Develop MCS-51 (8051) on openSUSE
If you want a lightweight Linux workflow for 8051 development, openSUSE + SDCC is enough: edit in vim/emacs, compile with sdcc, convert the output, then flash over serial using a Python script. This post walks through the exact setup.
1. Install an editor (vim/emacs)
Pick one. Example with Emacs:
sudo zypper in emacs
2. Install SDCC
SDCC (Small Device C Compiler) supports the MCS-51 / 8051 family:
sudo zypper in sdcc
3. Download the flashing script (stcflash.py)
Download the Python script:
wget https://github.com/laborer/stcflash/raw/master/stcflash.py
You may also need the serial module:
sudo zypper in python-serial
4. Write your code
Create your source file (for example hello.c) and write your 8051 program.
5. Compile with SDCC
Compile the C source:
sdcc hello.c
This typically produces an Intel HEX intermediate file like hello.ihx.
6. Convert build artifacts
Convert .ihx to .hex, then optionally to a raw binary .bin:
packihx hello.ihx > hello.hex
objcopy -I ihex -O binary hello.hex hello.bin
7. Upload to the chip
Flash your image (hex or bin depending on your workflow).

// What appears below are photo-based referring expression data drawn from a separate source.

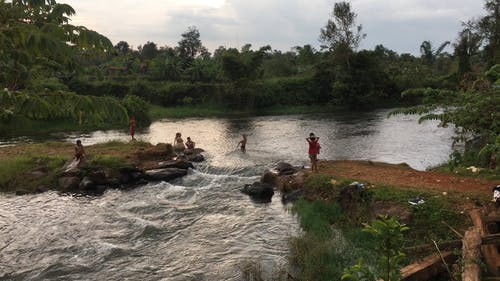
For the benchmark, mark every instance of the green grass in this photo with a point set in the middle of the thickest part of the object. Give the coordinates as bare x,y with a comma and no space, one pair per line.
333,240
106,162
21,126
50,157
325,249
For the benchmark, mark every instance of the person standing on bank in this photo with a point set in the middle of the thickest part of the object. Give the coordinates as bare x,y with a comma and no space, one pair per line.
314,148
243,143
132,127
179,145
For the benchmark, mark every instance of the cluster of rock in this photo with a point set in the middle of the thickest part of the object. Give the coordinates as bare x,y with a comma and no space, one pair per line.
286,178
83,180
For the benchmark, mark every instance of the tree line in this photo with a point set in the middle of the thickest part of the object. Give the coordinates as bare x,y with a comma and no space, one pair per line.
42,55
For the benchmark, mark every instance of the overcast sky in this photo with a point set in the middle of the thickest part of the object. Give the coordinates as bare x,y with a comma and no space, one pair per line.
400,25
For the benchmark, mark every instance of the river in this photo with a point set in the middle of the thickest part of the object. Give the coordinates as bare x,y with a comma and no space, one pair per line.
199,227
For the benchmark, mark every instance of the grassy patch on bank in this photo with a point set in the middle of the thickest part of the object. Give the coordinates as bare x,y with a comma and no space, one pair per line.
333,238
158,112
27,173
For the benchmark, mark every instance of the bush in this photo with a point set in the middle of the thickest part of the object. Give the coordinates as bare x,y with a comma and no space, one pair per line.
136,106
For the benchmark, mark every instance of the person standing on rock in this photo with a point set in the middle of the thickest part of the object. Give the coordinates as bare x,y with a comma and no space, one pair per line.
189,146
179,145
132,127
79,151
314,148
243,143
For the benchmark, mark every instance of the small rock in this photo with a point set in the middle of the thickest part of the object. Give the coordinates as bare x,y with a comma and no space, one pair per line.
165,174
179,164
259,192
37,174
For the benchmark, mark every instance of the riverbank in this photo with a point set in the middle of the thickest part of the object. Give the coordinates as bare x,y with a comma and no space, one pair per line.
22,126
34,168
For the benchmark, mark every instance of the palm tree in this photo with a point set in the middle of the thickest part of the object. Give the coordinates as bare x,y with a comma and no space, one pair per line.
429,54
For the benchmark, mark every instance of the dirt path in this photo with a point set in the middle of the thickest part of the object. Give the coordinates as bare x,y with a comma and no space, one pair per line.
403,176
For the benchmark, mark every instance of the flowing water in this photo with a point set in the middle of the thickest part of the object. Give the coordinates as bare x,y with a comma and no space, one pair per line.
199,227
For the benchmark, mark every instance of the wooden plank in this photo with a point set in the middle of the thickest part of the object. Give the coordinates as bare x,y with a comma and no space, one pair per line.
470,253
444,245
490,252
427,267
491,239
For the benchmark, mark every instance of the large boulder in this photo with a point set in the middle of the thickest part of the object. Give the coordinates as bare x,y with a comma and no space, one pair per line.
165,174
286,169
130,175
292,196
259,192
179,164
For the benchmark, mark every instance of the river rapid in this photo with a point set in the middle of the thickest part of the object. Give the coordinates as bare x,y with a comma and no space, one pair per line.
199,227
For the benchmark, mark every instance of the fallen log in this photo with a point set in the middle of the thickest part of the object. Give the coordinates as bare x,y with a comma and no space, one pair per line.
454,244
490,252
427,267
470,253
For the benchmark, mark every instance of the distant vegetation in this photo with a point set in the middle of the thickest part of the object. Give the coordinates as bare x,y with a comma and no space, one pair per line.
58,73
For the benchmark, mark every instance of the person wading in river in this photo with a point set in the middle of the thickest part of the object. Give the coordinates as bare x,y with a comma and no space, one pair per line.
314,148
179,145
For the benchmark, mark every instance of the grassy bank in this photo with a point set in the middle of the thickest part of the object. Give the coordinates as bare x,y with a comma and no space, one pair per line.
30,168
333,238
21,126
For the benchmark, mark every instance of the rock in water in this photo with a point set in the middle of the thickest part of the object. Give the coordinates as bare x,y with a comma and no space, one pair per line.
179,164
259,192
165,174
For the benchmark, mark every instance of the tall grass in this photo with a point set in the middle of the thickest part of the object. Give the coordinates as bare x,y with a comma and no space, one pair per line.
324,249
16,173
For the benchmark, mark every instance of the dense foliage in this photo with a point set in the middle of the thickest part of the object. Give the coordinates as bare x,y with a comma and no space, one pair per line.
44,57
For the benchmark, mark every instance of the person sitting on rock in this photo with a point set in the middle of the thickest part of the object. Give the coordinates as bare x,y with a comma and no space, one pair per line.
179,145
189,146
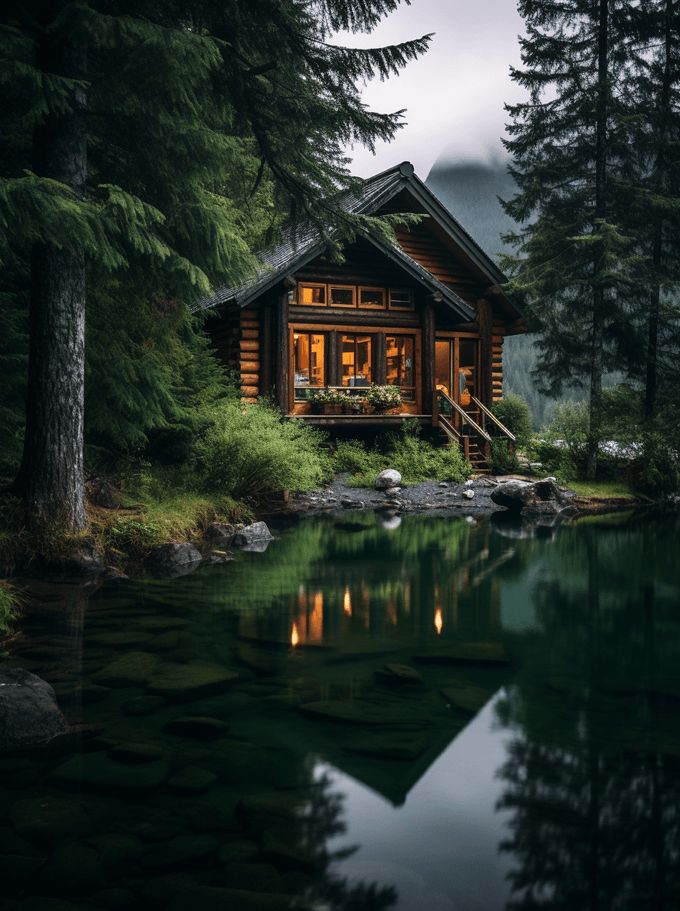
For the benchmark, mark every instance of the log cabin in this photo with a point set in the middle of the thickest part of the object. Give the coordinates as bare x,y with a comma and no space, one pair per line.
427,315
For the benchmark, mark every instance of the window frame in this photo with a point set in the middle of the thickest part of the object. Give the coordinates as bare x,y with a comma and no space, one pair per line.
403,308
373,288
301,285
329,293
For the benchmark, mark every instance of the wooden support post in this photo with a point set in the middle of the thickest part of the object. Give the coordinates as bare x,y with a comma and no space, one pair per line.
281,353
379,371
266,354
485,320
332,360
428,358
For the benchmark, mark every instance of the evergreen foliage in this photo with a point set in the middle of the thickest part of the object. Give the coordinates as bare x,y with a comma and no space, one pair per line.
204,125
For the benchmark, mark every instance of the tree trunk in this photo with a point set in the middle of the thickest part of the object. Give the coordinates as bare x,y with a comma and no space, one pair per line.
597,339
51,475
661,187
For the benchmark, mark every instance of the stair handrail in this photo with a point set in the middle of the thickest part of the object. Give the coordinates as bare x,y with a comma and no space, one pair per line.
464,416
508,433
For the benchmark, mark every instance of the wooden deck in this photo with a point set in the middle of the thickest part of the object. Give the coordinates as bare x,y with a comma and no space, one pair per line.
360,421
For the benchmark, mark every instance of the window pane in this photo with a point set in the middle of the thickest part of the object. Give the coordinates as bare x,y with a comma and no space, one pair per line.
312,295
341,297
356,360
372,298
309,362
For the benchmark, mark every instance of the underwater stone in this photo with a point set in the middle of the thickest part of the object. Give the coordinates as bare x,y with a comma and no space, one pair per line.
189,681
192,780
133,669
99,771
29,714
47,818
198,727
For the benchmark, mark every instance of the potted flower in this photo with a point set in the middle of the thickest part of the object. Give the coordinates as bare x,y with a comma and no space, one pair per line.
382,398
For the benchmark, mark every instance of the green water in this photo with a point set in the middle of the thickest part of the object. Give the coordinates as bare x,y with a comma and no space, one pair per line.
524,753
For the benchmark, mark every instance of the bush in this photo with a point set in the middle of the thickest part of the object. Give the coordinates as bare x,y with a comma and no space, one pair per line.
251,452
514,412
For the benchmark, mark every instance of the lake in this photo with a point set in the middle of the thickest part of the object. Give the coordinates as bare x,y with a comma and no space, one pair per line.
376,713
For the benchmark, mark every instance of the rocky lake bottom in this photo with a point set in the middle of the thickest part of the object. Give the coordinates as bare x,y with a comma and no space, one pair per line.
439,712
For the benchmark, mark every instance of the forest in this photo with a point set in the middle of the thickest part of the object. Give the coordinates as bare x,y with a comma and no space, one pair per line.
150,150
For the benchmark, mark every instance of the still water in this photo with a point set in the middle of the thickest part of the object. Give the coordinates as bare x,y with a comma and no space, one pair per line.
433,714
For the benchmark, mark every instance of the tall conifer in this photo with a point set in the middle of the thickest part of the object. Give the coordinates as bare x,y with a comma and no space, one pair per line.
128,123
572,263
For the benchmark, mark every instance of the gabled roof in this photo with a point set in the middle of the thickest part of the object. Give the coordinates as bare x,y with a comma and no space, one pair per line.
301,243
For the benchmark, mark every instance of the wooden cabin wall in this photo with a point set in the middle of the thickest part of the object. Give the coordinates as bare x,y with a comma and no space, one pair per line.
250,361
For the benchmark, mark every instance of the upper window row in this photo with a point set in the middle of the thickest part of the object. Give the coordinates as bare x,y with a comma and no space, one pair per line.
316,294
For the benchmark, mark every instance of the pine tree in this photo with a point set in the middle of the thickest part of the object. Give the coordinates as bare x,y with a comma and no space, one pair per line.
140,118
573,262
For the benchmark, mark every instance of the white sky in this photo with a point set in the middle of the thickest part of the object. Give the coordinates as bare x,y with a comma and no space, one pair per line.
454,94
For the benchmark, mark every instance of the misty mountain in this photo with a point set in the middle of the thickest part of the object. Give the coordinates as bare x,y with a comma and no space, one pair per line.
470,191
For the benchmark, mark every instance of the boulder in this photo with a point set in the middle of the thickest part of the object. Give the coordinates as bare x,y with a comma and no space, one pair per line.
387,479
174,559
255,536
29,714
536,496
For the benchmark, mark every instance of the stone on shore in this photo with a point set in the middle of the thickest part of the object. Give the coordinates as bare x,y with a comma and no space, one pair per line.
387,479
29,714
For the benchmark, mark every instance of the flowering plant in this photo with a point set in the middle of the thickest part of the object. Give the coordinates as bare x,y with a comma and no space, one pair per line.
383,397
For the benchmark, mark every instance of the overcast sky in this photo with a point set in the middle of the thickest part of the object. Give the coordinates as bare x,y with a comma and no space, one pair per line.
454,94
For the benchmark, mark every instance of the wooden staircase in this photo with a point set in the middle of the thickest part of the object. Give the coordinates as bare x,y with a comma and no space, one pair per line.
469,429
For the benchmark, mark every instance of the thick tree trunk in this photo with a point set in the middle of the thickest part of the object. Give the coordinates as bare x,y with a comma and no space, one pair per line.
51,475
597,337
651,379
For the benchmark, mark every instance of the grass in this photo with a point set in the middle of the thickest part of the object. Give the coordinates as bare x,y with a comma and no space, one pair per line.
610,490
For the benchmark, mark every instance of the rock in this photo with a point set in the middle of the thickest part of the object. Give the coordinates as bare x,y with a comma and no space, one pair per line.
466,697
180,850
49,819
98,771
83,560
76,866
399,675
135,753
197,727
133,669
252,536
174,559
191,681
192,780
143,705
29,714
222,534
258,877
537,496
466,653
387,479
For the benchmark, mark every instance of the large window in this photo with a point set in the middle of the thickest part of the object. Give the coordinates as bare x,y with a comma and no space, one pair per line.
309,363
356,364
400,364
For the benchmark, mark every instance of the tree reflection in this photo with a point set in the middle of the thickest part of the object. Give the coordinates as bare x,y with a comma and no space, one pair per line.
593,769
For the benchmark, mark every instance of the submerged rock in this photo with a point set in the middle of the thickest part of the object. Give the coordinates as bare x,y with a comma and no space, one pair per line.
255,536
537,496
174,559
29,714
387,479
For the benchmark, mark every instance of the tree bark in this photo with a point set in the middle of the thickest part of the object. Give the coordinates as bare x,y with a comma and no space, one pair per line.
51,477
597,333
661,187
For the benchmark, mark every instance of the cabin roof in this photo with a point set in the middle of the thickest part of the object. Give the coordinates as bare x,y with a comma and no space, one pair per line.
300,243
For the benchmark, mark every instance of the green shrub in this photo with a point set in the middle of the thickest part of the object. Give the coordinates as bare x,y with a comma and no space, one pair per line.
250,451
503,458
515,414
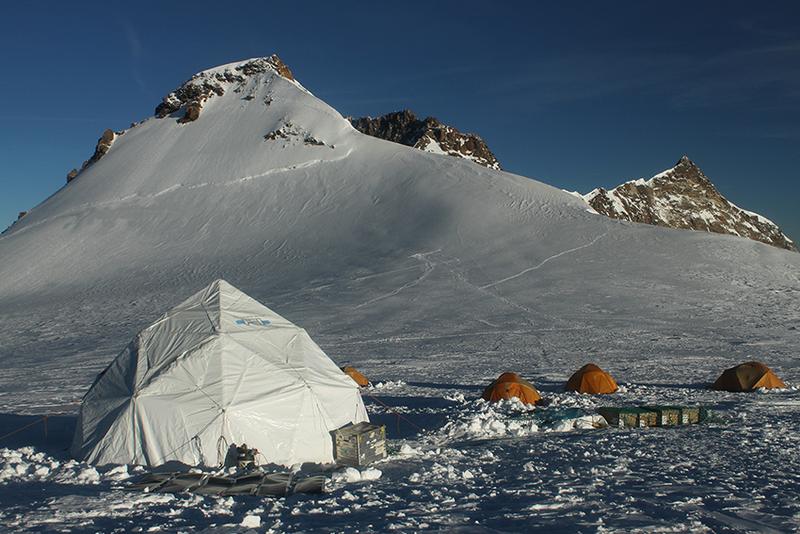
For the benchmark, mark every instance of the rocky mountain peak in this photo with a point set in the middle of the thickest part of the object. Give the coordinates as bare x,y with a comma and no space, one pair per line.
684,197
427,134
198,89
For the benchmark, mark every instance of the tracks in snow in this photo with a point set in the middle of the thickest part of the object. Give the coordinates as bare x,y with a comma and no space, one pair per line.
428,267
544,261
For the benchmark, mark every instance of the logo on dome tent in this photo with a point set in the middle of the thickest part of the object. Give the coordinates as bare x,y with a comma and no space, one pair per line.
252,321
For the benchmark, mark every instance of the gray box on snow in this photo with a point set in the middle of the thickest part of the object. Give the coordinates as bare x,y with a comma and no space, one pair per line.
359,444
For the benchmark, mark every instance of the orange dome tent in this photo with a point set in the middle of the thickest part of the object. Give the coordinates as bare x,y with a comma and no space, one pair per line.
748,377
357,377
591,379
510,385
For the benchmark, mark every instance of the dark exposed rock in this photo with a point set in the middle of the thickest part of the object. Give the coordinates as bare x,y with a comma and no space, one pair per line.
684,197
427,134
100,150
192,94
103,144
192,113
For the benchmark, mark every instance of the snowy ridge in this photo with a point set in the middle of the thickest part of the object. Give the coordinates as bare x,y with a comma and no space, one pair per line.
427,134
683,197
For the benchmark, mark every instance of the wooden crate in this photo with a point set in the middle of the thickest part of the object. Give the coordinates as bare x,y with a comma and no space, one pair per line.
628,417
359,444
676,415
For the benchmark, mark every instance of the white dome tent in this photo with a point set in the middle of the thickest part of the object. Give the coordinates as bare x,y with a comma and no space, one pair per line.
218,369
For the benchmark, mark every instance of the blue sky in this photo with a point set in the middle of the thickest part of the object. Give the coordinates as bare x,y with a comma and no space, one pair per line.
576,94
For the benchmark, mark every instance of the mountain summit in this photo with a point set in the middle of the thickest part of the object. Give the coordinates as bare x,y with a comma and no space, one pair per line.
684,197
421,264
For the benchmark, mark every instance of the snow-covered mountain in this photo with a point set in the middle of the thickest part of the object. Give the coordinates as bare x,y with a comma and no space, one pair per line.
427,134
684,197
432,275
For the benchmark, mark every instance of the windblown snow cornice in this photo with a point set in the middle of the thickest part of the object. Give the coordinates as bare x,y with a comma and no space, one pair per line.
684,197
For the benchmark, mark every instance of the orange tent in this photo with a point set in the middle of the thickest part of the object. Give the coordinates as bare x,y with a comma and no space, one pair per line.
591,379
357,377
748,377
510,385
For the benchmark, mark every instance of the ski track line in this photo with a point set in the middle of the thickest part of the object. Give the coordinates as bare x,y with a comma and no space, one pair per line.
428,267
554,256
137,197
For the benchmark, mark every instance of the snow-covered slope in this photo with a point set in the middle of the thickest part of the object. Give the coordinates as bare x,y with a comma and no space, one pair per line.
412,266
683,197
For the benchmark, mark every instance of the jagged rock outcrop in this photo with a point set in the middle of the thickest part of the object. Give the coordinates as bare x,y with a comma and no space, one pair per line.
204,85
100,150
427,134
684,197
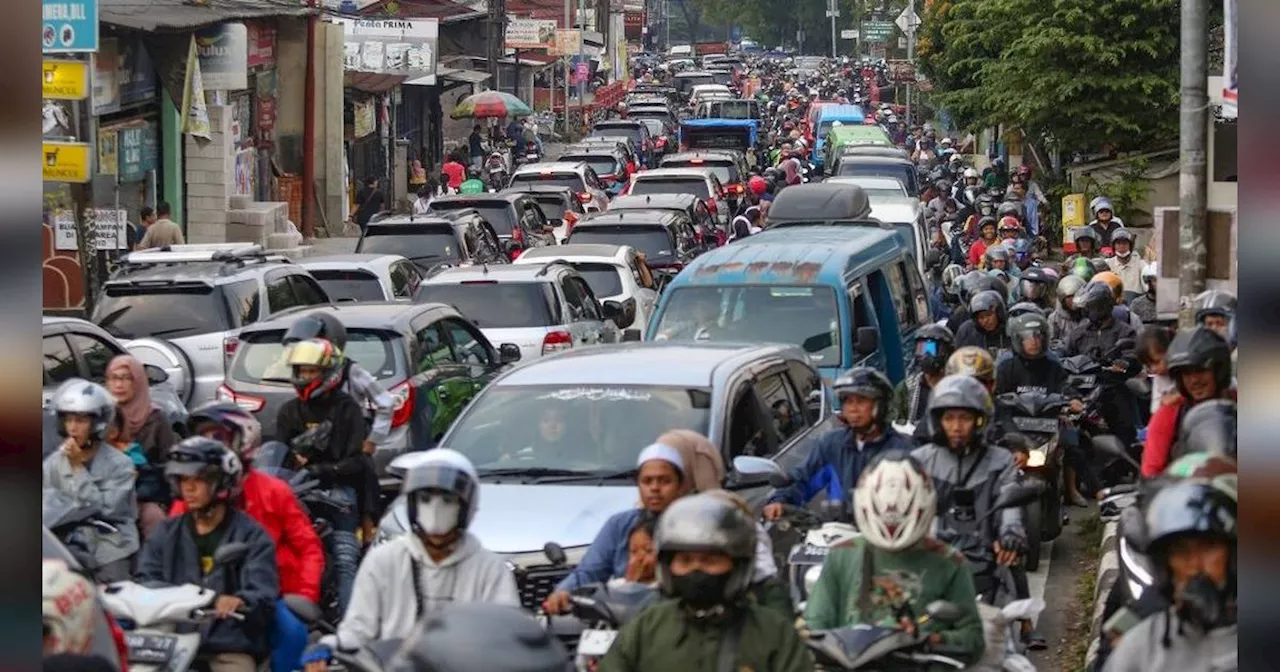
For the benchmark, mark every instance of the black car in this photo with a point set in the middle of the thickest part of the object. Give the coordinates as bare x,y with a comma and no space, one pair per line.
434,242
667,240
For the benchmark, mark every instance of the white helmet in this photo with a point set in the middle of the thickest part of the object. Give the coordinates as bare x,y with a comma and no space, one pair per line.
68,603
895,502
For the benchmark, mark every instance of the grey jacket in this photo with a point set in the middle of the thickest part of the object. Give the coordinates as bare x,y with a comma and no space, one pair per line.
104,490
1142,648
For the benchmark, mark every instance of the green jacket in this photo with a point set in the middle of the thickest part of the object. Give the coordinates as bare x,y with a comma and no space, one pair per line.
931,571
663,638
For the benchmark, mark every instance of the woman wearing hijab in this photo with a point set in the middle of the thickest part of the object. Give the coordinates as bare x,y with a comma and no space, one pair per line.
145,424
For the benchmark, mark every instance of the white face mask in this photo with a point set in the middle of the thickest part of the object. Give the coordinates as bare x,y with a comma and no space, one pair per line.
435,516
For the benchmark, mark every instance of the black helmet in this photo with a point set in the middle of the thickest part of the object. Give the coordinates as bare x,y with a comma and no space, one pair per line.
1096,301
1200,348
1025,327
959,392
1208,428
318,325
865,382
465,636
709,524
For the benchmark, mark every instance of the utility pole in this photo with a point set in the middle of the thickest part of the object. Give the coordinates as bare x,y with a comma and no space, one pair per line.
1192,183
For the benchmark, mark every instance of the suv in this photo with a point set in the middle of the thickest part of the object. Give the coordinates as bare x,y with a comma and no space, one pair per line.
192,300
542,307
452,238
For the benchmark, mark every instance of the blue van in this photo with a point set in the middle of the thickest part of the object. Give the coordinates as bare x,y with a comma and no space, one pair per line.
827,115
850,296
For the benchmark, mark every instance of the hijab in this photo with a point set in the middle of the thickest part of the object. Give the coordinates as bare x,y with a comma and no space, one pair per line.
138,408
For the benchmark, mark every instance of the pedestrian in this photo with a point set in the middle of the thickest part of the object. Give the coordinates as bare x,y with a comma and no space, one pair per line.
161,232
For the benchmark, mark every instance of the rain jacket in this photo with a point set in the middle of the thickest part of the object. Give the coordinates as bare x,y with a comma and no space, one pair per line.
170,557
663,638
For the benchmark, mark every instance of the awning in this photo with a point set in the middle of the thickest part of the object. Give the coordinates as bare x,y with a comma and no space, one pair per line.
159,16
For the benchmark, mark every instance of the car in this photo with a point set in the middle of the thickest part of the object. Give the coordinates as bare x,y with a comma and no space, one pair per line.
80,348
613,272
542,307
763,400
429,356
574,174
187,304
435,241
702,182
359,277
515,216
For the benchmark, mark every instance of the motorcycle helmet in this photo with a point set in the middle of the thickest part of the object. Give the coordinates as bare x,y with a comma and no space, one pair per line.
1027,328
1200,347
467,636
81,397
231,424
442,493
708,524
895,501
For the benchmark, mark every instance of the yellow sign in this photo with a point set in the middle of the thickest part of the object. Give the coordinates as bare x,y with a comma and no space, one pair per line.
64,80
67,161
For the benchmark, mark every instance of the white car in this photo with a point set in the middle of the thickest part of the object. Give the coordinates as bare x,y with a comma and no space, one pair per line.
615,272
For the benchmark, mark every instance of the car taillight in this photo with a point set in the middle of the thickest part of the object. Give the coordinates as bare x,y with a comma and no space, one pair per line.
557,342
247,402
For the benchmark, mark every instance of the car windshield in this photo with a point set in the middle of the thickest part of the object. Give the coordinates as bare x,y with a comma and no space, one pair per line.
133,311
803,315
579,428
419,243
489,304
671,184
653,242
350,284
260,357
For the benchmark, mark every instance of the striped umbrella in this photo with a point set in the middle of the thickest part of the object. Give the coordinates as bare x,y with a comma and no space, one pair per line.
489,104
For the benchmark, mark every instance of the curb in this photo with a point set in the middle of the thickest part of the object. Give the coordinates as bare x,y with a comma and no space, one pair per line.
1109,568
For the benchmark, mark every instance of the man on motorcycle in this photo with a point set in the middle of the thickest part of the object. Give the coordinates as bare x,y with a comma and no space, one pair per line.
438,562
182,549
890,575
87,480
705,562
842,453
270,502
324,429
1200,362
969,474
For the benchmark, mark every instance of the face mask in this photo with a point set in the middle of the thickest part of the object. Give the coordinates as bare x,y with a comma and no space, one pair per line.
699,589
435,516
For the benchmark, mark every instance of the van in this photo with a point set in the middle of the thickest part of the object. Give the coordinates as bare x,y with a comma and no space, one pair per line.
849,296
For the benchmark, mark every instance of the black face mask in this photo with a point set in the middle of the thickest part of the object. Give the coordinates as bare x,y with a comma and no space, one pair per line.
699,589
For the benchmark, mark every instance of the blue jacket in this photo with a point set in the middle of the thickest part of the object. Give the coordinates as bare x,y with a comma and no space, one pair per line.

Example:
sudo python stcflash.py -l 9600 hello.hex
If you prefer binary:
sudo python stcflash.py -l 9600 hello.bin
Notes / Tips
- If you hit serial permission issues, add your user to the
dialoutgroup and re-login. - Keep the first program simple (blink a pin / toggle a port) to verify wiring and flashing.
- Once stable, automate build + flash with a Makefile.